# My first MALTESE PUPPIES



## martyna (Apr 19, 2011)

Hello,
I am so happy to say that 25th of July at my home were born 6 maltese puppies! They are FCI/AKC. My Lilou is a really good mother, I am so proud of her. We have 2 girls and 4 boys :w00t:

Their pedigree and some photos:









I love them so much, hope you will like them )


----------



## shellbeme (Mar 1, 2011)

Wow, congress on the beautiful babies  I am not use to seeing so many pups in a litter of maltese. They are adorable.


----------



## Snuggle's Mom (Jan 3, 2008)

Wow again from me too since I never saw so many little Puppies from a Maltese Mommy!!! Congratulations and we will be looking forward to seeing more pictures of all of them. How much did they weigh??? They sure are so sweet!!


----------



## Madison's Mom (Dec 26, 2007)

They are gorgeous - I'm in love!

Congratulations!


----------



## shellbeme (Mar 1, 2011)

LOL I meant congrats not congress, stupid spell correct....


----------



## martyna (Apr 19, 2011)

Thank you so much for nice words about my babies 

They were 110-150g while born, it is 3.88oz-5.29oz if I checked it well. Their mother isnt big for european maltese but her belly was really very big


----------



## Sylie (Apr 4, 2011)

They are beautiful like tiny angels. Looking at the pictures made me feel all warm and mushy inside.

That picture of your Lilly on your siggy is delightful.


----------



## S&LP'S Mommy (Feb 20, 2011)

soo sweet looking!


----------



## TLR (Nov 13, 2011)

Aww so sweet...what a big litter. Congratulations!


----------



## Furbabies mom (Jul 25, 2011)

Oh so beautiful! Tiny little innocent beings, I love them.


----------



## lmillette (Apr 23, 2012)

Congrats!! They are so precious!! I just love the pictures of your Lily too!!


----------



## CheriS (Aug 19, 2010)

Oh, how incredibly beautiful!!


----------



## martyna (Apr 19, 2011)

Thank you so much for all nice comments  I am going to keep a girl. Two of them opened eyes today. I will put here photos :w00t:


----------



## Lacie's Mom (Oct 11, 2006)

I'm so happy for you. Congratulations.
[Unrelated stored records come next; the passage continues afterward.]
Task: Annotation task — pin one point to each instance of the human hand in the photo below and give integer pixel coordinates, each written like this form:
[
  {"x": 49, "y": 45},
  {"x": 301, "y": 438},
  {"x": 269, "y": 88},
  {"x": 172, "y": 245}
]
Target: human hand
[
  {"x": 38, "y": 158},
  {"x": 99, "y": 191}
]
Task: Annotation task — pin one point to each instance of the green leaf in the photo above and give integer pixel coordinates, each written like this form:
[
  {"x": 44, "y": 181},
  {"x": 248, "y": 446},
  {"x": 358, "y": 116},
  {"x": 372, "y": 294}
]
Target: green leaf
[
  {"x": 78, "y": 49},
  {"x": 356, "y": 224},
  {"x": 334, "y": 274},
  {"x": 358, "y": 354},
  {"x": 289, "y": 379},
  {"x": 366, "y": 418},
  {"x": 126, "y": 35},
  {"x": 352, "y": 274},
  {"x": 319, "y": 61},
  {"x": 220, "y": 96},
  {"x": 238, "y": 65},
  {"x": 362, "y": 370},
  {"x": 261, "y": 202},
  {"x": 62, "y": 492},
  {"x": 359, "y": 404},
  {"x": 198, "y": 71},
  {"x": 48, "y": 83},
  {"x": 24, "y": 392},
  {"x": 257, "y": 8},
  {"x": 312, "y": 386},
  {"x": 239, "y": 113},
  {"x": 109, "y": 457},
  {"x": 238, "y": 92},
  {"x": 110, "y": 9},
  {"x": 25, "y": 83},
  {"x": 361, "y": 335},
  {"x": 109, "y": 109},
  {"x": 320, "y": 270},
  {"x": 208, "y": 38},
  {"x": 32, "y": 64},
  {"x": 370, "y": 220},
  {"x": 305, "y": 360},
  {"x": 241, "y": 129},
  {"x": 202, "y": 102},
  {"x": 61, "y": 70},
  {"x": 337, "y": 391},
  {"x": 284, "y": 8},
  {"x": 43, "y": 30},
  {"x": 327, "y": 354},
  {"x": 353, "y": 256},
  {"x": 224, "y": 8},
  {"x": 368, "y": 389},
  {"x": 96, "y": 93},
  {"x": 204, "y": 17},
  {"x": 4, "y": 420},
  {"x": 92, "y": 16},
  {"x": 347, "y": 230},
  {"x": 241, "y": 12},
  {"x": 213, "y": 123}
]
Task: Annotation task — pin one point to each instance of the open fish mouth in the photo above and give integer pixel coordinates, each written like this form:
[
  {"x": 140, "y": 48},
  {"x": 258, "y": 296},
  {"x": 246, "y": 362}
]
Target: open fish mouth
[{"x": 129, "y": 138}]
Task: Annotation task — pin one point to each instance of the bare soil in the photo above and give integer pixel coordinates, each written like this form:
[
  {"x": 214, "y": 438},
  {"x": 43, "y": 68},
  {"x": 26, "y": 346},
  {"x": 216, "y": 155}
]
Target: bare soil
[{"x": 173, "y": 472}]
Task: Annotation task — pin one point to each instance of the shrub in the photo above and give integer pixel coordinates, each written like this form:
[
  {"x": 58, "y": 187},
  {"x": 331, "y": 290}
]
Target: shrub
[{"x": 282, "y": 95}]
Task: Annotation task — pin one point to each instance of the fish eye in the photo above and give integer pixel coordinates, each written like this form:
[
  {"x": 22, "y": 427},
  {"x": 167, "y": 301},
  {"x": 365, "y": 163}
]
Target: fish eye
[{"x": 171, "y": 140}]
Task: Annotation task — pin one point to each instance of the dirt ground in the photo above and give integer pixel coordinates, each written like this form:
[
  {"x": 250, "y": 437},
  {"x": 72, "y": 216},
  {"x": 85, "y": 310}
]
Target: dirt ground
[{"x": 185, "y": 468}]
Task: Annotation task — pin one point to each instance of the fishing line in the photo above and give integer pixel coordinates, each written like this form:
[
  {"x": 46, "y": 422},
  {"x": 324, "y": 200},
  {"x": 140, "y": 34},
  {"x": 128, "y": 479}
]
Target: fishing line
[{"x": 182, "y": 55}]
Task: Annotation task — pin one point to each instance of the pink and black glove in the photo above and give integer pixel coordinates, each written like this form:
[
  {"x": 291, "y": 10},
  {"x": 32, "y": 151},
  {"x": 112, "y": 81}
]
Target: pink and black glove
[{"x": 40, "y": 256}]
They are beautiful.


----------



## martyna (Apr 19, 2011)

There I want to share some pics of her 2,5weeks old babies :hearter:


girls





boys 1,2





boys 3,4


----------



## romeo&juliet (Jun 23, 2011)

OMG they are precious :wub::wub::wub::wub::wub::wub::wub::wub::wub:


----------



## lovemyfluffs (Mar 10, 2012)

They are all so adorable. I wish I could kiss them all. Way to cute.


----------



## Summergirl73 (Sep 18, 2011)

They are so beautiful! Can't ya just smell the puppy breath  .


----------



## maggieh (Dec 16, 2007)

They are oh so precious!!!


----------



## Madison's Mom (Dec 26, 2007)

They are just beautiful!!!


----------



## TLR (Nov 13, 2011)

Cuteness overload!!!


----------



## MalteseJane (Nov 21, 2004)

:wub::wub::wub:


----------



## Snuggle's Mom (Jan 3, 2008)

Thanks for sharing...they are all just too cute for words. How is the "proud" Mommy doing with them???


----------



## martyna (Apr 19, 2011)

Thank you sooooooooo much for nice words  I am so proud of "my" babies and their mom  She's really great! Today I took some pics so i want to share them with you 















































I decided to keep a girl and a boy, so handsome boys are still looking for their homes


----------



## ElleB (Sep 17, 2012)

Thanks for sharing! They are soooo precious!!!!


----------



## Furbabies mom (Jul 25, 2011)

How precious. I love the first picture.


----------



## sassy's mommy (Aug 29, 2005)

WOW! That is a big litter of malts. Happy that all went well for you and your mommy malt. The pups are adorable.........


----------



## socalyte (Nov 15, 2010)

Oh those are some sweet babies! Their little faces are to die for! Thanks for sharing the pictures!


----------



## PrinceMickey (Jun 20, 2011)

Wow! They are so beautiful


----------



## Matilda's mommy (Jun 1, 2005)

mommy is going to be sooooooo busy:blink: whenever I see a little puppy I think of how much love they will bring to some blessed family. Your babies are just precious:wub:


----------



## theboyz (Jan 10, 2007)

Marty, I saw a picture of you with Ch Magicstar Enrico. Beautiful!! I see you are a junior handler and doing very well. Congratulations.
Was wondering, are you going to show the Maltese also, and with the other breeds that you have how did you decide on the Maltese breed?

Marsha


----------



## Just A Girl (Oct 13, 2012)

:wubh these little puppies are so cute I could just die!:wub:

sooo precious!!


----------



## martyna (Apr 19, 2011)

Sorry for long long break! Here we come with new pics of Chuck. He will probably stay with me 



















Yes, I was a junior handler. Thank you for nice words  Why maltese? To be honest, I never plan to have one. But Lilou took my heart and I've fall in love with maltese )


----------



## Sylie (Apr 4, 2011)

They are beautiful. I'm confused, how many puppies did Lilou have? I thought it was several pictures of three babies, but people were commenting on a big litter. Thanks for posting up dated pictures, it is always a joy to see gorgeous puppies.


----------



## aksm4 (Nov 28, 2011)

He is just Beautiful !!!!! xo


----------



## martyna (Apr 19, 2011)

Thank you  Silvia, Lilou has 6 puppies, 2 girls and 4 boys


----------